The event was the culmination of a day-long convening in Los Angeles of leaders of various fatherhood organizations, including Fathers Incorporated, Fathering Together, the National Fatherhood Initiative and the At-Home Dad Network as well as researchers and writers in the space. (As the founder of The Company of Dads, I was grateful to have a seat at the table.)
It was a diverse group that came at fatherhood from many different approaches. But the through-line was stereotypes are harmful – and hard to break.
Take the one that men are loners and become harder to reach as they age. “Men don’t join, but they do connect with their own interests,” said Kenneth Braswell, chief executive of Fathers Incorporated. “Instead of looking for allies, we should be looking for partners.”
Braswell added that part of the problem is men getting stuck in roles they think they need to inhabit, even when those roles aren’t productive or may not even reflect what a man wants to be as a father. The shorthand label for this is being stuck in the man box.
Sitting at the convening, I offered the perspective of the mostly suburban fathers who have joined The Company of Dads. The man box that we’re trying to break down, fold up and recycle into something more productive is that men need to be the higher earners, that care is left to mothers, nannies and babysitters and that any deviation from this set-up challenges accepted norms of masculinity.
The fathers who have joined The Company of Dads clearly aren’t worried about this, but like any new venture they’re the early adopters.

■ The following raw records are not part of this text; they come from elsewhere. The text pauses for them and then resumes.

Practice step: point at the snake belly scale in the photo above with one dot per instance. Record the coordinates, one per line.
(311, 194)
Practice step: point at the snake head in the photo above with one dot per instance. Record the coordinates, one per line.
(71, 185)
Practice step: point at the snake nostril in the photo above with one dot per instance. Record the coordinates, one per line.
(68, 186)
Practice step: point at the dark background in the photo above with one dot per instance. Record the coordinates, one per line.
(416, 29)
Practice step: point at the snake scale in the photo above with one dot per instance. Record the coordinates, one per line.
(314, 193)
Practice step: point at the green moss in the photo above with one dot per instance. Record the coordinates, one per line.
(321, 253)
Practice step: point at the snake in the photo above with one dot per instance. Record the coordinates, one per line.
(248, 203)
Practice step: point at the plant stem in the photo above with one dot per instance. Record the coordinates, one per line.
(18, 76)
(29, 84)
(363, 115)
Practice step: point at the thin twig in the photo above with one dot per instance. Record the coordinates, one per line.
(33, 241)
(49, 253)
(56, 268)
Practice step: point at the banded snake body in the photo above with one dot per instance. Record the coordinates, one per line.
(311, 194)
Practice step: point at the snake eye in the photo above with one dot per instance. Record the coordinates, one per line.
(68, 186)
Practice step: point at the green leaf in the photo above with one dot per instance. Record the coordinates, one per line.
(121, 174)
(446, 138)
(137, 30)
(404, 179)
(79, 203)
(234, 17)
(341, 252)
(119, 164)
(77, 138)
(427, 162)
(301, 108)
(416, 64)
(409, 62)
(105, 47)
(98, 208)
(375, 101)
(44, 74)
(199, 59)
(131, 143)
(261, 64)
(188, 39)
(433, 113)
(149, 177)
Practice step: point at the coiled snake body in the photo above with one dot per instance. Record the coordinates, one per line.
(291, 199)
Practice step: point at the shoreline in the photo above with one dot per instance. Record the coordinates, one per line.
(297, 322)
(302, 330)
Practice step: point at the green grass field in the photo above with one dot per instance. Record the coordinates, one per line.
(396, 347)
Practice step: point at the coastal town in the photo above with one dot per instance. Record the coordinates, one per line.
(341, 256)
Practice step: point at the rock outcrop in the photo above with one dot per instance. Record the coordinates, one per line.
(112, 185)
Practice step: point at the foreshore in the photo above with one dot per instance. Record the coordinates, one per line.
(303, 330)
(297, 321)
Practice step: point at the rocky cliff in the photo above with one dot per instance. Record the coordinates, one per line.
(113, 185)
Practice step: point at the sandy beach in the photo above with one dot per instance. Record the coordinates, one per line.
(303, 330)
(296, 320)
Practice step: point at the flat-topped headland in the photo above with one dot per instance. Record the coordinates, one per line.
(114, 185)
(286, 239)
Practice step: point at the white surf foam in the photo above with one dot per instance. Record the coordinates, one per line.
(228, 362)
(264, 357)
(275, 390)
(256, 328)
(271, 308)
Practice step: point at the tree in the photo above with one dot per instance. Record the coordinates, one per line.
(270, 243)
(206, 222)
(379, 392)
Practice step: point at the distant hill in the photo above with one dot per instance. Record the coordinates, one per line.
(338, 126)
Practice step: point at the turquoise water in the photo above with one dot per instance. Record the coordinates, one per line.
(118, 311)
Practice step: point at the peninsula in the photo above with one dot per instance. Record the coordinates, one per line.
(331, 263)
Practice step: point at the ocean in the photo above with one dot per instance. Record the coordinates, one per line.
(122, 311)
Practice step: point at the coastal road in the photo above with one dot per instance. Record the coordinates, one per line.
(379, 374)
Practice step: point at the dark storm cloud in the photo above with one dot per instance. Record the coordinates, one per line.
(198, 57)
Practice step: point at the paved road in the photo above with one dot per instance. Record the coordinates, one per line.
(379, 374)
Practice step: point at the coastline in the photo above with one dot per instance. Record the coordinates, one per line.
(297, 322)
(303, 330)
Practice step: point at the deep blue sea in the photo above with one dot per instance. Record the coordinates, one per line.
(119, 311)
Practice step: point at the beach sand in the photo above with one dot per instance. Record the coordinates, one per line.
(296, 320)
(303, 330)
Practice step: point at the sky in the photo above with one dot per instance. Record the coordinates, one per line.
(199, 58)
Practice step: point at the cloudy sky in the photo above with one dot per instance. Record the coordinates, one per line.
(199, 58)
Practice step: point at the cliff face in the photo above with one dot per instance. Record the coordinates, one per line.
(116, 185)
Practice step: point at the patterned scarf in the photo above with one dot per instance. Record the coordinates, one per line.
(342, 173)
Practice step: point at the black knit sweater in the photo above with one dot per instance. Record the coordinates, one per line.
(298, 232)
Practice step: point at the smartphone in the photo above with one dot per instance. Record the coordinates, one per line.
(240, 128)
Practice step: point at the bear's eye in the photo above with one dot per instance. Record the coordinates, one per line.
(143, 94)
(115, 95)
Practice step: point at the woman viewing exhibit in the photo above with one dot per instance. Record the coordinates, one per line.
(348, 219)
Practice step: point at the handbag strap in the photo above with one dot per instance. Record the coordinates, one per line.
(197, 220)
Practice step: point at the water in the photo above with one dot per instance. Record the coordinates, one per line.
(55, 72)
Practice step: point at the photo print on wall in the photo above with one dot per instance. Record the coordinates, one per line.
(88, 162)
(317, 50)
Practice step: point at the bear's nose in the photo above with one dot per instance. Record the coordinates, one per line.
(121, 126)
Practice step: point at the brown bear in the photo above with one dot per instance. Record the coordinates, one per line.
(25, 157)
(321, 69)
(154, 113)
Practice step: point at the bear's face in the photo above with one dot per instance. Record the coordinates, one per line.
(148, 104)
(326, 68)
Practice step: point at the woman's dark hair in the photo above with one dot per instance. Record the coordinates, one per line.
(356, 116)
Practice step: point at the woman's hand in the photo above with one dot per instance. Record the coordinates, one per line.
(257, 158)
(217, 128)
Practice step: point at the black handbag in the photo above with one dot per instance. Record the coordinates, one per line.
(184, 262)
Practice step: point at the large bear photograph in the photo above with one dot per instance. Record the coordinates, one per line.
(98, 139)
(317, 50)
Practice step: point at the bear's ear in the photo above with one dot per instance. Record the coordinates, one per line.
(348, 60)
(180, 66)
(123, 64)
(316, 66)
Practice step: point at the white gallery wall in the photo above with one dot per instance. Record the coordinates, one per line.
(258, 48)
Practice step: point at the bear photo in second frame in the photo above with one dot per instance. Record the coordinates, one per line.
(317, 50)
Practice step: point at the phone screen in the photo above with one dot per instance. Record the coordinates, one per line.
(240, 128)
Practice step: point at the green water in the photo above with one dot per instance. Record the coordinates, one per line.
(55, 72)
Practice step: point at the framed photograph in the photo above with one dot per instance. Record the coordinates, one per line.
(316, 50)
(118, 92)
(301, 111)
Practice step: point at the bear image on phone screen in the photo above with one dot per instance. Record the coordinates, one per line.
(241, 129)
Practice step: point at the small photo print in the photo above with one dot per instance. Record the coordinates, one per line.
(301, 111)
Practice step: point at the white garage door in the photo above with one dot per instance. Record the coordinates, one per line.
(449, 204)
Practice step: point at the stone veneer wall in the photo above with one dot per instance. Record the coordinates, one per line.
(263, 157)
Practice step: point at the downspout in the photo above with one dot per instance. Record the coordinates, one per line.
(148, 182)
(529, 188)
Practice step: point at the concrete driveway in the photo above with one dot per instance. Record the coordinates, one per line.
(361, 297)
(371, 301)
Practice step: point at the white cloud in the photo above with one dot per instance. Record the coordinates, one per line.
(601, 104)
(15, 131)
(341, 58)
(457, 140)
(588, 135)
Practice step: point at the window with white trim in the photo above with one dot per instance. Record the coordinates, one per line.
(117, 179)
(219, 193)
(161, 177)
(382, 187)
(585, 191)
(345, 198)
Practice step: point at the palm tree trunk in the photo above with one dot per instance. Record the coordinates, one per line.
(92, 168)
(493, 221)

Our challenge is to reach those men who are Lead Dads but keeping it a secret as well as those fathers who want to learn some tips from the Lead Dad community, even if their schedules don’t allow them to be all in themselves.
There’s data to support the benefit of being more involved. Gary Barker, chief executive of Equimundo, said the group’s research showed that women do 3.5 times more of the daily carework at home but in households where men are more involved there’s greater individual and family happiness.
“Caregiving is at the heart of healthy masculinity,” he said. “More care in the home leads to less violence. But the question is: how do we change this notion that care is feminine and that work outside the home is masculine?”
How dads get presented on television is part of the effort to change the cultural perceptions. Geena Davis, the actress, echoed her foundation’s tag line in her opening remarks: “If she can see it, she can be it.” Same goes for Lead Dads and every other type of father: positive public images help normalize what we’re doing.